Let (x,y) be a random element in $A \times (B \cap C)$
Then we have that X $\epsilon$ A and y $\epsilon$ B $\cap$C which give y $\epsilon$ B and y $\epsilon$C.

(x,y) $\epsilon$ A x B and (x,y) $\epsilon$ A x C so (x,y) $\epsilon$ (A x B) $\cap$ (A x C)
and now we can prove that (A x B) $\cap$ (A x C) $\subseteq$ A x (B $\cap$ C).

But I don't get a grip over this. For example why do you have to put the x in A and the y in (B $\cap$C) and not the other way around?

I would like to see this in a graphic 3D model so I could see what I was doing.

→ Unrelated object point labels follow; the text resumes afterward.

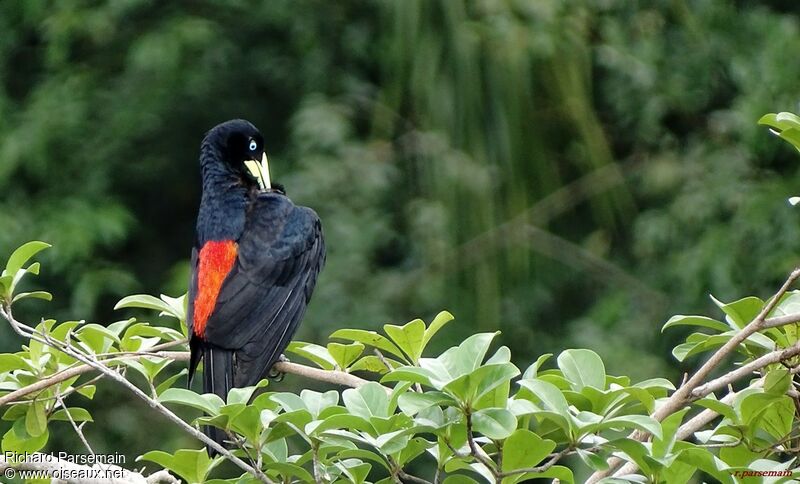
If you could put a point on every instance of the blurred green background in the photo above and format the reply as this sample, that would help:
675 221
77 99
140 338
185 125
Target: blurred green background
569 172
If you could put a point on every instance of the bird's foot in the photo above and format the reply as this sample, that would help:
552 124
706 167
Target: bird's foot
274 374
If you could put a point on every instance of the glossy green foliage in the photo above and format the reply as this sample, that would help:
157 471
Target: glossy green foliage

You need to show $x \in A$ and $y \in {B \cap C}$ because that's simply the order of the cartesian product -- for example:

$X \times Y = \left\{ (x,y) : x \in X ; y \in Y\right\}$ While
$Y \times X = \left\{ (y,x) : y \in Y; x \in X\right\}$

And those are ordered pairs, so:
$(x,y) \neq (y,x) \Rightarrow X \times Y \neq Y \times X$

Also, your wording is a bit off... You should say "Let $(x,y) \in {A \times B}$", or "Let $(x,y)$ be some element in $A \times B$"; random is not quite the right word here!
• Aug 27th 2009, 07:29 AM
Plato
Quote:

Originally Posted by The Lama
(x,y) $\epsilon$ A x B and (x,y) $\epsilon$ A x C so (x,y) $\epsilon$ (A x B) $\cap$ (A x C)
and now we can prove that (A x B) $\cap$ (A x C) $\subseteq$ A x (B $\cap$ C).
But I don't get a grip over this. For example why do you have to put the x in A and the y in (B $\cap$C) and not the other way around?

More LaTex help.
$$(x,y)\in A\times (B\cap C)$$ gives $(x,y)\in A\times (B\cap C)$.

The is simply the way a cross product is defined.

$(x,y)\in W\times Z$ means $x\in W\text{ and }y\in Z$
• Aug 27th 2009, 08:51 AM
The Lama
Quote:

Originally Posted by Defunkt
Also, your wording is a bit off... You should say "Let $(x,y) \in {A \times B}$", or "Let $(x,y)$ be some element in $A \times B$"; random is not quite the right word here!

Alright. Thanks. I just tried to translate it as best I could from a swedish compendium.

yea. x and $\times$. Got a bit lazy there I guess.